LE PAROLE DEL NON PROFIT/Terzo settore, l’adeguamento degli statuti offre un assist alle riorganizzazioni
Per gli enti non profit che si apprestano a modificare gli statuti per allinearsi alla riforma del Terzo settore, la fase di adeguamento potrebbe costituire l’occasione per effettuare riorganizzazioni del proprio assetto. Con l’introduzione del nuovo articolo 42-bis nel Codice civile, il Dlgs 117/2017 (Codice del Terzo settore o Cts) incoraggia queste operazioni, consentendo espressamente ad associazioni (riconosciute e non) e fondazioni di operare reciproche trasformazioni, fusioni o scissioni, purché questo non sia escluso dall’atto costitutivo dell’ente o dallo statuto. Così, ad esempio, un’associazione che voglia alleggerire la propria struttura potrà trasformarsi in fondazione; o, allo stesso modo, una fondazione di piccole dimensioni potrebbe scegliere di diventare associazione per evitare la nomina obbligatoria dell’organo di controllo.
Incidendo direttamente sul codice civile, la modifica normativa ha un’applicazione generalizzata a tutte le associazioni e fondazioni, sia che decidano di iscriversi al Registro unico del Terzo settore, sia che - volontariamente o per mancanza dei requisiti - ne restino fuori. Novità quest’ultima che mette fine ad un dibattito ultradecennale sulla possibilità di porre in essere operazioni straordinarie tra enti di questo tipo.
Vediamo quindi cosa dovrebbe fare un ente che intenda trasformarsi. In via preliminare, trovano applicazione alcune disposizioni previste dal codice civile per le società, in quanto compatibili, come ad esempio in materia di effetti dell’operazione, documentazione da predisporre e responsabilità verso i creditori (articoli 2498, 2500, 2500- bis, 2500-ter, comma 2, 2500-quinquies, 2500-sexies, 2500-nonies del Codice civile). Sotto il profilo operativo, specifici adempimenti sono a carico dell’organo amministrativo. Spetterà a quest’ultimo predisporre una relazione concernente la situazione patrimoniale dell’ente in via di trasformazione, con un elenco dei creditori aggiornato a non più di 120 giorni precedenti la delibera, redigere una relazione che illustri motivazioni ed effetti della trasformazione (in base all’articolo 2500-sexies, comma 2, del Codice civile), nonché una relazione di stima dei valori attuali degli elementi dell’attivo e del passivo (analogamente a quanto previsto per le società di persone che si trasformano in società di capitali - articolo 2500-ter, comma 2, del Codice civile).

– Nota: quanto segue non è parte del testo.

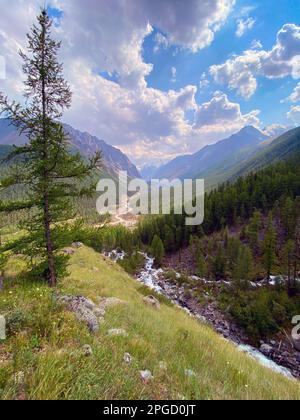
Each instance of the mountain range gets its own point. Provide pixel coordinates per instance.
(212, 159)
(113, 159)
(248, 150)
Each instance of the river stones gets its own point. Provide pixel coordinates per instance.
(151, 301)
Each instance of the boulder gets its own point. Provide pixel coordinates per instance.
(87, 350)
(69, 251)
(77, 244)
(151, 301)
(146, 376)
(127, 358)
(83, 309)
(189, 373)
(296, 344)
(119, 332)
(266, 349)
(163, 365)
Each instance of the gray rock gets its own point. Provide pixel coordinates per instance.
(146, 376)
(83, 309)
(296, 344)
(77, 244)
(266, 349)
(163, 365)
(189, 373)
(127, 358)
(117, 332)
(19, 378)
(87, 350)
(151, 301)
(69, 251)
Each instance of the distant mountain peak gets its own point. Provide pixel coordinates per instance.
(113, 159)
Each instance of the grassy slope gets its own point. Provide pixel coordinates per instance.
(48, 346)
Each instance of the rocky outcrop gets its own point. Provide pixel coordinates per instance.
(86, 311)
(151, 301)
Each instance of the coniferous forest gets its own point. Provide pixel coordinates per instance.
(136, 307)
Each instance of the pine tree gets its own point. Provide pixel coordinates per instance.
(201, 266)
(253, 230)
(269, 247)
(49, 174)
(289, 253)
(244, 266)
(219, 265)
(297, 245)
(158, 250)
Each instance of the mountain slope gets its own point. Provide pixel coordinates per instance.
(224, 154)
(113, 159)
(284, 147)
(48, 345)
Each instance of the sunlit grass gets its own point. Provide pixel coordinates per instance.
(47, 343)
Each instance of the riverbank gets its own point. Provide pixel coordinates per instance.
(277, 354)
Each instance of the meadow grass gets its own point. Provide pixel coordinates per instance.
(45, 344)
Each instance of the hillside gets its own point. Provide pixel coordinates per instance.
(113, 159)
(43, 358)
(216, 159)
(283, 148)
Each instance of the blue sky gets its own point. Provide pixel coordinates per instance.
(270, 16)
(161, 78)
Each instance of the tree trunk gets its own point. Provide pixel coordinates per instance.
(1, 281)
(51, 274)
(51, 263)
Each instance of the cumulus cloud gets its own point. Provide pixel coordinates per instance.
(295, 96)
(173, 74)
(220, 113)
(161, 42)
(244, 25)
(275, 130)
(241, 72)
(294, 114)
(98, 38)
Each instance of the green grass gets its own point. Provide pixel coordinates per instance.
(45, 344)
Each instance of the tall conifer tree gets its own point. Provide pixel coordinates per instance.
(49, 172)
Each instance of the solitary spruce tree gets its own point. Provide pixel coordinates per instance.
(49, 173)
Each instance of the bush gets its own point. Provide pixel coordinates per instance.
(262, 313)
(16, 321)
(133, 264)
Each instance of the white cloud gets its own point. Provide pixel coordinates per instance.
(173, 74)
(147, 123)
(161, 42)
(294, 114)
(241, 72)
(275, 130)
(295, 96)
(221, 114)
(244, 25)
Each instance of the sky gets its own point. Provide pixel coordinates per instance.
(161, 78)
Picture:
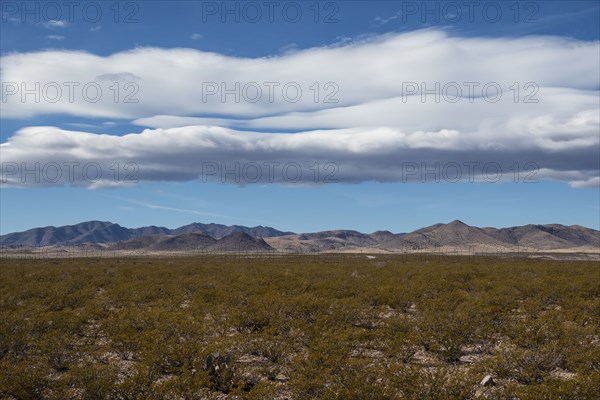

L’atto di trasformazione deve avere la forma pubblica, con relativo intervento del notaio, ed è soggetto ad apposita pubblicità se l’ente è una fondazione o associazione riconosciuta. Nello specifico, l’operazione deve essere comunicata al Registro delle persone giuridiche - che provvede contestualmente a dare evidenza della cessazione dell’ente trasformato - ed ha efficacia decorsi 60 giorni dall’ultimo adempimento pubblicitario (termine nel quale i creditori potranno proporre opposizione, in base all’articolo 2500-novies del Codice civile). In ogni caso l’intera operazione avviene in continuità, come per le società: l’ente che deriva dalla trasformazione prosegue in tutti i rapporti giuridici dell’ente trasformato.
La facoltà introdotta dalla riforma è sicuramente una chance importante per gli enti, anche alla luce del particolare trattamento tributario previsto per questo tipo di operazioni. Va detto, infatti, che solo per gli enti del Terzo settore, trasformazioni, fusioni e scissioni saranno neutrali fiscalmente e sconteranno un’imposta di registro in misura fissa (200 euro). Un’agevolazione, questa, di grande importanza, se si considera che, per chi resta fuori dal Terzo settore, l’operazione continua ad essere considerata realizzativa dall’Amministrazione finanziaria, con l’applicazione di un’imposta proporzionale del 3% calcolata, laddove vi siano beni immobili, sul valore venale degli stessi (risoluzione 2/E/2019).